Smartphones and smartwatches affect pacemakers

Defibrillators are medical devices used to administer and regulate heart rhythms in emergency situations, to correct tachycardia. The FDA has warned that cell phones and smartwatches can affect the functioning of pacemakers.

The US Food and Drug Administration said that the powerful magnets found in some cell phones and smartwatches could interfere with the work of pacemakers and other implanted medical devices, according to the US website UPI.

Studies have shown that these high-strength magnets may cause some implanted medical devices to switch to magnetic mode, which stops their work until the magnet is removed from the device.

And many implanted medical devices contain a magnetic mode which allows them to be operated safely during medical procedures, such as magnetic resonance imaging scans. Doctors usually activate this mode by placing a high-strength magnet near the device, then the device returns to its normal position after removing the field.
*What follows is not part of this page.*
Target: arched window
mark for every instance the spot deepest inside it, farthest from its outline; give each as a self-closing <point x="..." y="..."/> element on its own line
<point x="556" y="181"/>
Magnetic.

The US Food and Drug Administration said in a statement released this week that patients who have implanted medical devices should take these precautions:

  • Keep cell phones and smartwatches six inches away from implanted medical devices, especially pacemakers.
  • Do not put cell phones in the pocket on top of medical devices.
  • Checking the implanted device regularly.
  • Talk to your doctor immediately if you have any symptoms or if there are questions about the magnets in electronic devices and implanted medical devices.
  • Knowing that when approaching high-strength magnets, devices with magnetic mode can stop working or change their mode of operation.

These implanted devices were designed to help treat heart disorders, such as fast or slow heart rate, and the Food and Drug Administration warned that if these devices stop working, the patient may become dizzy, lose consciousness or die.